The focus on male reproduction and spermatozoa is a challenge in reproductive medicine. Although there are many spermatozoa in the ejaculate, it only takes one to lead to success. However, some sperm successfully fertilize an oocyte and lead to a healthy child while others lead to embryo arrest or miscarriage. What leads to this difference? Further there is great inefficiency in the male reproductive system. Only 10% of sperm which successfully fertilize an oocyte leads to a healthy child. Why is this system so inefficient? Can we improve it?
The field of male reproductive medicine experienced a breakthrough nearly 3 decades ago when intracytoplasmic sperm injection (ICSI) was introduced. However, since that time the field has remained somewhat static with few additional major breakthroughs in patient care. The standard semen analysis has remained largely unchanged and only recently has there been a renewed focus on the precise description of sperm physiology. Despite the fact that maternal ooplasmic contributions seem to be a driving force in reproductive success, the contribution of the genetic material from the male cannot be understated. This is particularly true with assisted reproduction. The gamete processing and utilization become all the more important.
Within an ejaculate, you may find that every single sperm is theoretically unique from the genetic viewpoint. This begs the question: how do laboratorians choose? All oocytes that are mature are utilized in an IVF cycle, but only a tiny fraction of the sperm is chosen.
What if among them you discarded the right one? A good sperm selection protocol may change the whole picture, improving the embryos’ cohort quality. So far, several sperm phenotypical and molecular markers of fertility have been described and are thought to be related with reproductive success. DNA integrity, membrane charge, apoptotic traits, hyaluronic acid receptors, and platelet activating factor are among these. Some of these characteristics show promise in sperm selection utilizing techniques from ultra-high magnification, magnetic activated cell sorting, physiological ICSI, hypoosmotic swelling test, electrophoresis, microfluidic devices, and birefringence. However, the data surrounding these markers and the techniques used to study them remains sparse.
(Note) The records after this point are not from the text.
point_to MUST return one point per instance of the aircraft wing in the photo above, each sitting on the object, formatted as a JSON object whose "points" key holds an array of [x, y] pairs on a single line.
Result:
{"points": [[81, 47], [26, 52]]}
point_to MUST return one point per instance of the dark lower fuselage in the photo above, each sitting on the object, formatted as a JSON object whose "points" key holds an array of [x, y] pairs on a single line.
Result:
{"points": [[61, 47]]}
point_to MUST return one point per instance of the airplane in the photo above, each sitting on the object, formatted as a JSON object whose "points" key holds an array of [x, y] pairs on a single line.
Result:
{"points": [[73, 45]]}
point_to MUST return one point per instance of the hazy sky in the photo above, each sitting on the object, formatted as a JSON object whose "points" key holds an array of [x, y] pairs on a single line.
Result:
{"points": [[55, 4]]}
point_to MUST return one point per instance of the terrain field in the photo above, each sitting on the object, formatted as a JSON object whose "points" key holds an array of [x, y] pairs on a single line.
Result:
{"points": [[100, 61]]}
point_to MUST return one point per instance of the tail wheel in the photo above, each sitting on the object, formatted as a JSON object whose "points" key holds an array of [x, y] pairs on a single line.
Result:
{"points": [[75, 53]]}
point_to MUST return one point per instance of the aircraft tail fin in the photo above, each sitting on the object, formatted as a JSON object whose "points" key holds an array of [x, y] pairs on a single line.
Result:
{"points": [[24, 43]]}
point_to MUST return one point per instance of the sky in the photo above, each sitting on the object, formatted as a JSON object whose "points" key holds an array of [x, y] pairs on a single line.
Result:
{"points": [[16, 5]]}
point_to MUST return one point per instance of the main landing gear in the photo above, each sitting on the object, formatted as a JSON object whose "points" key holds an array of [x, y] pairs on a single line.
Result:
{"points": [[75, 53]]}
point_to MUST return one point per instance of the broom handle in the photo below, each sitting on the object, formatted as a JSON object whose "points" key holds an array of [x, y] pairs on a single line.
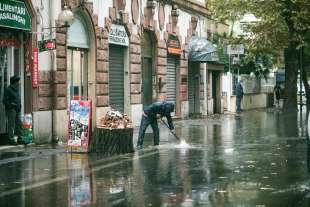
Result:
{"points": [[176, 136]]}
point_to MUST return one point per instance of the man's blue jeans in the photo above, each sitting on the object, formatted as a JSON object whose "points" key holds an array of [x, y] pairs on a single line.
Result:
{"points": [[145, 122]]}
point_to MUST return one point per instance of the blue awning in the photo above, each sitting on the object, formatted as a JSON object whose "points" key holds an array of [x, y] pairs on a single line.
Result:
{"points": [[200, 49]]}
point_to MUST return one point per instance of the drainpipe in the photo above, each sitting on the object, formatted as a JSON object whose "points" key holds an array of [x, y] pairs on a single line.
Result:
{"points": [[52, 56]]}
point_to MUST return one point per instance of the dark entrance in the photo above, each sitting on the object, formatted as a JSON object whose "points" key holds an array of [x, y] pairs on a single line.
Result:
{"points": [[216, 91], [116, 77], [193, 87], [147, 55]]}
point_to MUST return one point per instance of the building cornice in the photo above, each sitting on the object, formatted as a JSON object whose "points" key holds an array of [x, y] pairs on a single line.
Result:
{"points": [[190, 5]]}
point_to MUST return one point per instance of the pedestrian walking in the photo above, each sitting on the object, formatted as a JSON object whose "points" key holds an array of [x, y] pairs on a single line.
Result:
{"points": [[277, 92], [12, 103], [150, 115], [239, 96]]}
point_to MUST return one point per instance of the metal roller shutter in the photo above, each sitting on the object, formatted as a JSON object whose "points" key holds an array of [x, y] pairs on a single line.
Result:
{"points": [[116, 77], [172, 65], [191, 90]]}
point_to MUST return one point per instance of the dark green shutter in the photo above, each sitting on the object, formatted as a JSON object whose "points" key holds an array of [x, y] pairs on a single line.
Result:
{"points": [[193, 87], [116, 77]]}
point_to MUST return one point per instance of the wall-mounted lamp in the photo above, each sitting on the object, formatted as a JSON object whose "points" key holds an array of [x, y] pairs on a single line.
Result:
{"points": [[151, 4], [65, 18]]}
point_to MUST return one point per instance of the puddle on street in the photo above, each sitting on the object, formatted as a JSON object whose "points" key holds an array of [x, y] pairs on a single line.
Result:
{"points": [[218, 165]]}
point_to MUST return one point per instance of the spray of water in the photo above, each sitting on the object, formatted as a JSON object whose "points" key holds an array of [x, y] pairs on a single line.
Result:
{"points": [[183, 144]]}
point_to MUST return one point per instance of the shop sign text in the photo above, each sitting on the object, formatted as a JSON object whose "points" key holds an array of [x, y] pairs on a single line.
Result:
{"points": [[35, 68], [14, 14], [118, 35]]}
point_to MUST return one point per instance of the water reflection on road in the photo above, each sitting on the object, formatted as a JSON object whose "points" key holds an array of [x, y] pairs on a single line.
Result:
{"points": [[256, 159]]}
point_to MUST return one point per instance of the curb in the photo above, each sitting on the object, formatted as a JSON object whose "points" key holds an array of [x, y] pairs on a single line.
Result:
{"points": [[20, 146]]}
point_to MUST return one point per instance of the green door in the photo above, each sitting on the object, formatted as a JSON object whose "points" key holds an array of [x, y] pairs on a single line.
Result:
{"points": [[116, 77], [193, 87], [146, 81]]}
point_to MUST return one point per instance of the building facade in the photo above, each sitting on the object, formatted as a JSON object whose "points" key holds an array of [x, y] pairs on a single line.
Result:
{"points": [[120, 54]]}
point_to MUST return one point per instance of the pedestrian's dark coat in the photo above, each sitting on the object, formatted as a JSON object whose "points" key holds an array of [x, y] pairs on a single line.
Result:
{"points": [[277, 90], [239, 90], [11, 99], [161, 108]]}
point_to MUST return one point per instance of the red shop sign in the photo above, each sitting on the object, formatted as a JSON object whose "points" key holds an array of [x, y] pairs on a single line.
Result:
{"points": [[35, 68], [9, 42]]}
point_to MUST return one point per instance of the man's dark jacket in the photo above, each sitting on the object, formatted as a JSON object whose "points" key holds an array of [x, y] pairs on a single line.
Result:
{"points": [[161, 108], [239, 90], [11, 99]]}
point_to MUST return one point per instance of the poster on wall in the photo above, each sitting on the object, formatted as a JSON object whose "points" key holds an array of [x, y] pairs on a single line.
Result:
{"points": [[35, 68], [79, 125]]}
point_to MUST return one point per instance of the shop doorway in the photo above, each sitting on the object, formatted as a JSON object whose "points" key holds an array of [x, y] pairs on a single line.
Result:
{"points": [[216, 91], [116, 77], [77, 75], [10, 64], [173, 65], [148, 72], [193, 87]]}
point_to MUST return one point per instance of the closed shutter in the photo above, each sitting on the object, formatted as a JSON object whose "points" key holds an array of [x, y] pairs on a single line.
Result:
{"points": [[116, 77], [172, 66], [191, 89]]}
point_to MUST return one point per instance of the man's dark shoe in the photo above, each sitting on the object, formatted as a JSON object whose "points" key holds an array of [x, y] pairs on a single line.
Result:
{"points": [[139, 147], [12, 142]]}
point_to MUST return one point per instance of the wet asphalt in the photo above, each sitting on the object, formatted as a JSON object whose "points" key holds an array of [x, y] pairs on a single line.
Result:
{"points": [[256, 159]]}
To find a path forward we must first find and define the molecular traits which identify the best sperm to be selected (or the worse to be removed). Second, we must develop selection techniques which are “sperm friendly”, enabling to select and maintain cell viability in a cost/effective manner.
Finally, there is an obvious need for well-designed and sufficiently powered clinical trials in order to demonstrate the benefits of any technique. Although at times costly, this is imperative before a technique is offered to patients.
Can you imagine diagnosing the exact causes of a male’s reproductive failure by evaluating the sperm with a multiparametric diagnostic tool? Can you imagine selecting, among millions, the unique sperm cell exhibiting the best phenotypic or molecular traits? It is difficult to think this will not improve outcomes for our patients.